Realistically, ancient or medieval technology will not allow for the kind of heat treatment high-strength aluminum requires. It was understood for steel, but it's just a different technology level to do anything other than simple quench hardening.
Soft aluminum is still useful. Most laptops are made out of 6061-O aluminum, not heat treated, "good enough for customers". It would be useful as a general purpose medium-strength metal, similar to copper and bronze, but at lower density.
Replacing lead would be very desirable, but, unfortunately, not very realistic. Lead has a yield strength of just 5 MPa, compared to aluminum's and copper's 80-100 and steel's 200+. It's not possible to cold work aluminum the way you can with lead.
None of the military uses would be revolutionary in nature. However, aluminum could be useful for a variety of tools and devices.
The most immediate military application would be shields. Steel reinforcement tends to be heavy, aluminum over wood is just perfect, and easy to use. Armor uses in general, to the extent that manufacturing is possible. And generally, structural uses where high strength-to-weight is required.
Personal experience: when I was learning the ropes of swordsmanship, I had a partial set of aluminum armor. Completely historically inaccurate, not even trying to look authentic, but it was way easier to carry to the training grounds and around than steel. And protected me from blows just as well as much heavier historically accurate steel reproductions did.

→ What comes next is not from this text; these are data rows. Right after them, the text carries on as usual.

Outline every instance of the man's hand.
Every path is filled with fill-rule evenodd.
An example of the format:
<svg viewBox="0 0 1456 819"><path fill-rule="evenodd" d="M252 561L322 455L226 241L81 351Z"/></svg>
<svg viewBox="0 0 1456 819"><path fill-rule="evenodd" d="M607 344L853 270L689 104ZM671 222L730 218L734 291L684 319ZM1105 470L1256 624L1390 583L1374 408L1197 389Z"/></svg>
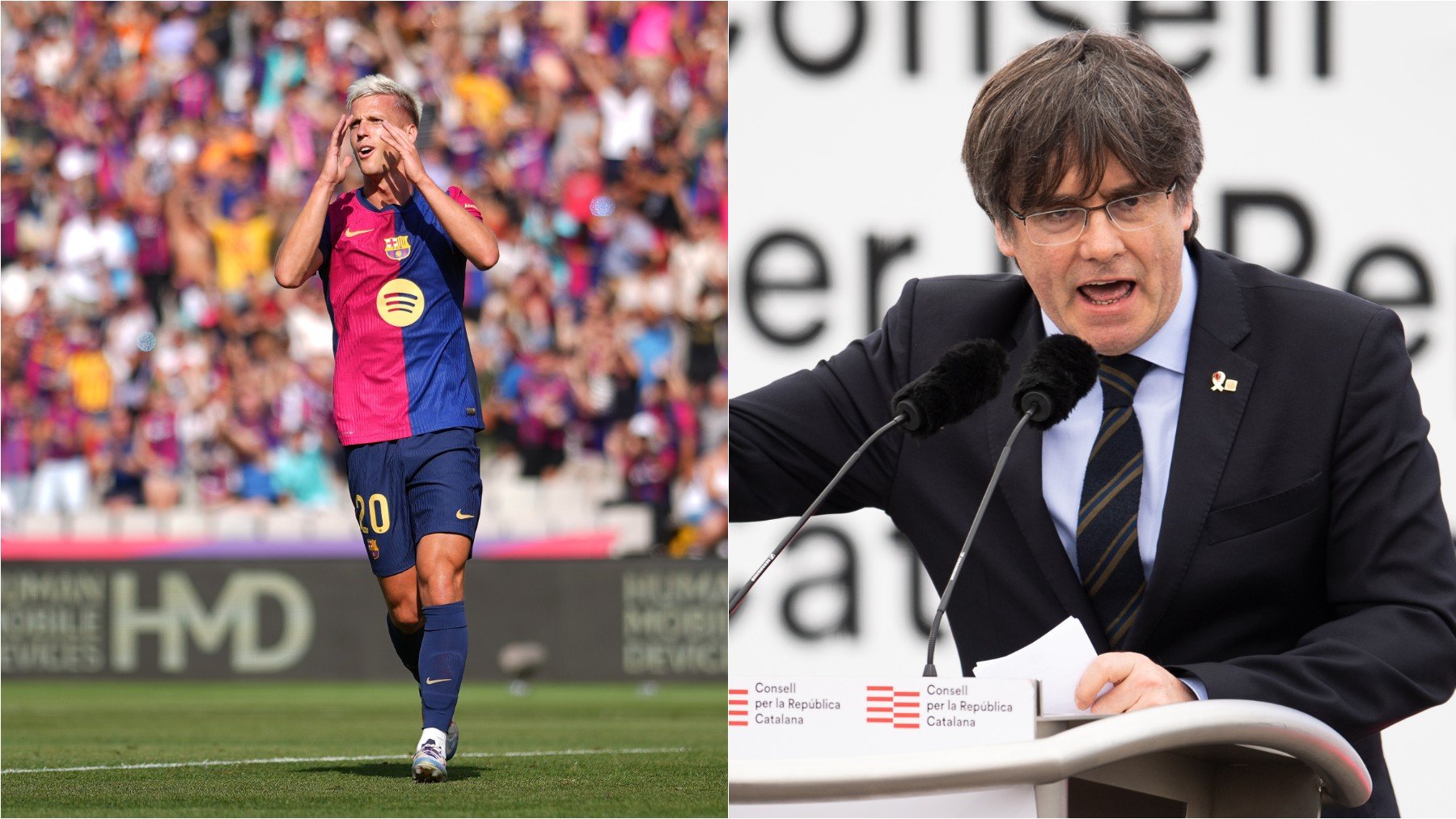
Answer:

Even conventional low-strength alloys perform well for armor, where thickness is king. Bending stiffness scales as cube of thickness. At 80 GPa, 3mm of Al offer similar stiffness to 2mm of steel (200 GPa). At the same time, 3mm aluminum is easier to cold-work than 2mm steel, and only half the weight.
However, sharpened hard steel, as used in combat rather than training, would be effective at piercing soft aluminum, reducing the utility of aluminum armor. Still, the latter would be very useful for areas where bending rather than piercing is the expected failure mode. That's mostly the limbs. Basically, the smaller the armor element, the more use for aluminum.